The great local banks have profited by the experience of other World’s Fair cities, and, while offering every encouragement to legitimate enterprise, have been enabled to prevent the consummation of perilous projects from which the city would suffer later. Similarly, also, the real estate interests have properly discouraged an inflation of realty values that would mean demoralization in the end.

The one aim of the leaders of local thought and action has been so to shape affairs that St. Louis should profit legitimately by the World’s Fair to the fullest extent and yet remain secure against an ensuing depression and disturbance of proper values.

As a result of the dominance of this wise counsel, the World’s Fair gain of St. Louis is certain and vast in extent. The city has been favorably brought to the attention of the entire world. Its surpassing claims as a field for the profitable employment of capital are known in every great money center on the globe.

The continent-sweep of its natural trade territory is vitally recognized. Its importance as one of the world’s leading manufacturing cities is distinctly appreciated. The increase in population, due to the attracting of permanent residents as a result of the World’s Fair, will be great. The wholesome advance of real estate values is assured. The beautifying of the city as a preparation for the World’s Fair constitutes a lasting gain of incalculable benefit.

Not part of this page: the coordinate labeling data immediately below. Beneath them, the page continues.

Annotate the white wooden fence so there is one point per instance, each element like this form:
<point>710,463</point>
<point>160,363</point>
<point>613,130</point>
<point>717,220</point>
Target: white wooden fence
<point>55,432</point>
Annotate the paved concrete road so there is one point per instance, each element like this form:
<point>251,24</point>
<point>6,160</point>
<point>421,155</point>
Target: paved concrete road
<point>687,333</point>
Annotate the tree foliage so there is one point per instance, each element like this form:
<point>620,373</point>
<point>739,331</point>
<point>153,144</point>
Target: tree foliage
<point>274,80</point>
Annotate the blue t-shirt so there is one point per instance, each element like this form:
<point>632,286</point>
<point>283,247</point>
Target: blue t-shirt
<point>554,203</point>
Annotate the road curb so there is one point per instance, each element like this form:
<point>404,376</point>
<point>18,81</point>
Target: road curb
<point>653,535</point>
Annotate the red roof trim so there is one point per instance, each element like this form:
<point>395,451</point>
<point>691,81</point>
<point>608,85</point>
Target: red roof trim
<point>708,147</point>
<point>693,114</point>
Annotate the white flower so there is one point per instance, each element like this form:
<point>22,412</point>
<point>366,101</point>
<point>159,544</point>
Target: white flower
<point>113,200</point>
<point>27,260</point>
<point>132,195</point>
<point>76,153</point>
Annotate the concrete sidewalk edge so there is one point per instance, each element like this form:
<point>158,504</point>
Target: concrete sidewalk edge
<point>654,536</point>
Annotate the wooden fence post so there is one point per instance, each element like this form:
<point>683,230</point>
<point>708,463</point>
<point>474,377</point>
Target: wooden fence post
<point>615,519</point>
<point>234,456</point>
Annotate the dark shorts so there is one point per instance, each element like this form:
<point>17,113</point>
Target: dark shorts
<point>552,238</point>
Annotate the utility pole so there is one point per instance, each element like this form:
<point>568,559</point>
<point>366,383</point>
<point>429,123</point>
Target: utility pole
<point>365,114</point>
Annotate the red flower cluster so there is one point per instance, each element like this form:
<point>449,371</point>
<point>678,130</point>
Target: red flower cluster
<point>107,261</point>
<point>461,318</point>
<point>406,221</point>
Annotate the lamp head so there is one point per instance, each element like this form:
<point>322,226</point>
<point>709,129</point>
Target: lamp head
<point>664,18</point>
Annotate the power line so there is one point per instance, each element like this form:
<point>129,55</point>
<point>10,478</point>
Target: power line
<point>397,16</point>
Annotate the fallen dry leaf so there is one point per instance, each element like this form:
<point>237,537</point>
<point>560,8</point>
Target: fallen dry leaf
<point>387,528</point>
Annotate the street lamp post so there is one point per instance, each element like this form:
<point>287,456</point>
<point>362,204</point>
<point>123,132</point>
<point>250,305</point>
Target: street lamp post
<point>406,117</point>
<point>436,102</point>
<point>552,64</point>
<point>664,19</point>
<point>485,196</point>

The stimulus to greater effort in the immediate future is an inevitable consequence of the new and prouder station now occupied by St. Louis. A spirit of exceptional civic loyalty and acceptance of citizenship duties has been aroused.

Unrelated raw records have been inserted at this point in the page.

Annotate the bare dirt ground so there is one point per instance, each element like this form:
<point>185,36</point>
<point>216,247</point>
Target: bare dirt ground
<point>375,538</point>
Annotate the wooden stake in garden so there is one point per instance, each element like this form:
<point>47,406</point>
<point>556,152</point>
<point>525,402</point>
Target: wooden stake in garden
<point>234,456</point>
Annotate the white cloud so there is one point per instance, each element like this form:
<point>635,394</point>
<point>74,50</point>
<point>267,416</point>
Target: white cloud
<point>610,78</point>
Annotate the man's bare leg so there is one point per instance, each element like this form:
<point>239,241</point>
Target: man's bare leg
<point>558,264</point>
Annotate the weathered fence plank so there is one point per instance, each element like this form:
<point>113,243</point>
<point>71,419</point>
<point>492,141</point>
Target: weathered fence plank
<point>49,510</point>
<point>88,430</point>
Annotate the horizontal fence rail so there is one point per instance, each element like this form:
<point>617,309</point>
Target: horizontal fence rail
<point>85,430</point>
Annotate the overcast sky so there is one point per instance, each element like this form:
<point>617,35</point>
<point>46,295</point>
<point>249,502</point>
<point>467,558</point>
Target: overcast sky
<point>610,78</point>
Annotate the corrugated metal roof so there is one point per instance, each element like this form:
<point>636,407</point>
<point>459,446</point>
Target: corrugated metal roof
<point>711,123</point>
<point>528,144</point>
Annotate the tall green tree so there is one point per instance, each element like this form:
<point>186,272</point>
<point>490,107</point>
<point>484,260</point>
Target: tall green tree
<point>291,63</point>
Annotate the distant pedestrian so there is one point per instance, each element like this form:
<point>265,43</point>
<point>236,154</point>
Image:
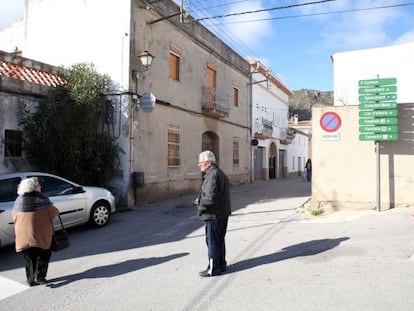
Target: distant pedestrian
<point>308,167</point>
<point>214,207</point>
<point>32,215</point>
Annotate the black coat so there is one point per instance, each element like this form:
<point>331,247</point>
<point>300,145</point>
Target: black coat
<point>214,198</point>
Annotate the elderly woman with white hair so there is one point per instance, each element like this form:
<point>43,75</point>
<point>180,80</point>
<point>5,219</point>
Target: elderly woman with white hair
<point>33,214</point>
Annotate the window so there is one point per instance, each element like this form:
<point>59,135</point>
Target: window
<point>236,160</point>
<point>174,62</point>
<point>235,96</point>
<point>173,146</point>
<point>13,141</point>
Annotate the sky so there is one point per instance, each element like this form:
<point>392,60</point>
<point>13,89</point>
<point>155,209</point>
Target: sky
<point>293,38</point>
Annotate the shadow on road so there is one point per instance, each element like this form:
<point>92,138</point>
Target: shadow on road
<point>162,222</point>
<point>298,250</point>
<point>113,270</point>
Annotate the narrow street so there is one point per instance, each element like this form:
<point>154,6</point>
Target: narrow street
<point>278,259</point>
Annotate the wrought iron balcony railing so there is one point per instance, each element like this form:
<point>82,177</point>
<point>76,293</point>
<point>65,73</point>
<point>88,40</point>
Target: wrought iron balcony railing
<point>215,103</point>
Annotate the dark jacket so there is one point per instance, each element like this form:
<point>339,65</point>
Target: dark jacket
<point>214,198</point>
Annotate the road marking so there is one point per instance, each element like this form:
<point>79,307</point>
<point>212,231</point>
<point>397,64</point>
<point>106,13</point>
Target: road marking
<point>9,288</point>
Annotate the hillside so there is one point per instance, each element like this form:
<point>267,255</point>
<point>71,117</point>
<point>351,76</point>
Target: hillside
<point>301,102</point>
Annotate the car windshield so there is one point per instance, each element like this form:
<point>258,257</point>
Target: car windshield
<point>8,189</point>
<point>52,186</point>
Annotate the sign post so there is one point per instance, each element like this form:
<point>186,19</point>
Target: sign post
<point>378,117</point>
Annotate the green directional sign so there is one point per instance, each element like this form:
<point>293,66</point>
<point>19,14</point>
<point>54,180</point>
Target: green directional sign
<point>378,105</point>
<point>381,97</point>
<point>378,113</point>
<point>379,129</point>
<point>378,121</point>
<point>378,90</point>
<point>377,82</point>
<point>378,137</point>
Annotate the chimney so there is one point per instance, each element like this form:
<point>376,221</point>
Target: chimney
<point>295,119</point>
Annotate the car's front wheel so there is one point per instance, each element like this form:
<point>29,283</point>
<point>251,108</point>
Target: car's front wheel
<point>100,214</point>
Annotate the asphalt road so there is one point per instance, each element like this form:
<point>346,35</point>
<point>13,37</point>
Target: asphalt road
<point>278,259</point>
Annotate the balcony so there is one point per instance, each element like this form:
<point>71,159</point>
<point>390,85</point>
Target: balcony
<point>288,136</point>
<point>215,103</point>
<point>263,128</point>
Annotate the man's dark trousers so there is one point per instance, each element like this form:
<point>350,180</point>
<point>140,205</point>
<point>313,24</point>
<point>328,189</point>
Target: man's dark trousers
<point>215,239</point>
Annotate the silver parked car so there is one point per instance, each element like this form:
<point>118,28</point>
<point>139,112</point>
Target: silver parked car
<point>77,204</point>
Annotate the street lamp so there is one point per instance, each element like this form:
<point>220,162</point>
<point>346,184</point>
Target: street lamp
<point>146,59</point>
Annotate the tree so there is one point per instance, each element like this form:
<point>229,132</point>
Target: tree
<point>61,136</point>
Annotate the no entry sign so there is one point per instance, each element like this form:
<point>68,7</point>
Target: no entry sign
<point>330,121</point>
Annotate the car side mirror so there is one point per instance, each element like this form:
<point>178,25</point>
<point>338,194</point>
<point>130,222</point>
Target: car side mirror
<point>78,189</point>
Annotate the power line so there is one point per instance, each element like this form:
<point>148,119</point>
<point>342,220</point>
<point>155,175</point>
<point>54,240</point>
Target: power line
<point>265,10</point>
<point>321,13</point>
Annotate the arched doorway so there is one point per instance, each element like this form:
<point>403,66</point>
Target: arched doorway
<point>210,141</point>
<point>272,161</point>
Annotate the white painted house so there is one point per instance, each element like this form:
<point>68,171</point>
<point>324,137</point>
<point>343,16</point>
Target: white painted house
<point>270,131</point>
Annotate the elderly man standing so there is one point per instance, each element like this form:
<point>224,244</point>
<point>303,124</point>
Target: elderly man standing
<point>214,208</point>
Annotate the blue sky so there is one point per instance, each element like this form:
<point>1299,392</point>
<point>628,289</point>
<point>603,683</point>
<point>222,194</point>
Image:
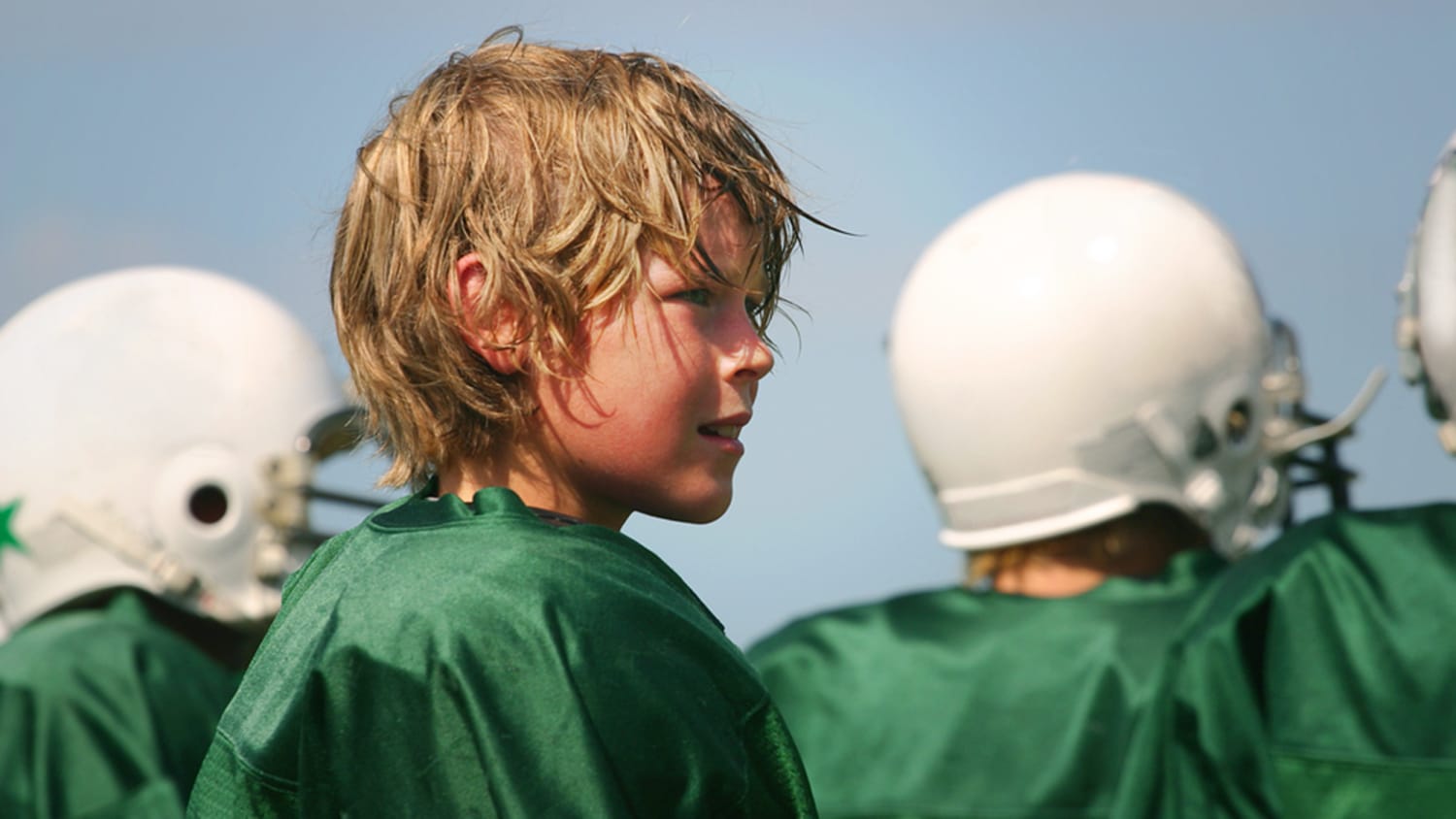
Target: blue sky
<point>221,136</point>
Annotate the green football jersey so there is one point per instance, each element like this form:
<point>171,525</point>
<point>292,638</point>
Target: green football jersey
<point>104,713</point>
<point>471,659</point>
<point>1318,681</point>
<point>960,703</point>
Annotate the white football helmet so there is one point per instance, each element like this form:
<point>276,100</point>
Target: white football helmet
<point>1426,332</point>
<point>159,432</point>
<point>1085,344</point>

Good government of the municipality is more strenuously insisted upon than in the past. The elimination of politics as the deciding force in municipal elections is viewed with greater favor.

The World’s Fair has created a cosmopolitan atmosphere which counts for future greatness and dignity. The World’s Fair advertising of St. Louis will be beneficently felt for many years to come. The first World’s Fair city of the twentieth century holds the strongest position in the center of the world’s stage.

The local historian who closes his consideration of St. Louis and its history in the full flush of the World’s Fair period does not need to be a partisan to predict the brightest of futures for this city.

St. Louis is but at the beginning of the most fruitful era of its existence. It has progressed logically to this point. It has made good its claims at every juncture. The World’s Fair celebrating the centennial anniversary of the Louisiana Purchase is but a natural sequence in the fulfillment of the destinies of St. Louis, the metropolis of the Louisiana Purchase Territory.

The future greatness of the city is confirmed by its inexorable past progress along its appointed course. This is the soundest and sanest logic of the existing situation.

St. Louis, the World’s Fair city of 1904, is now about to enter upon its fullest inheritance of well earned prosperity and international acclaim.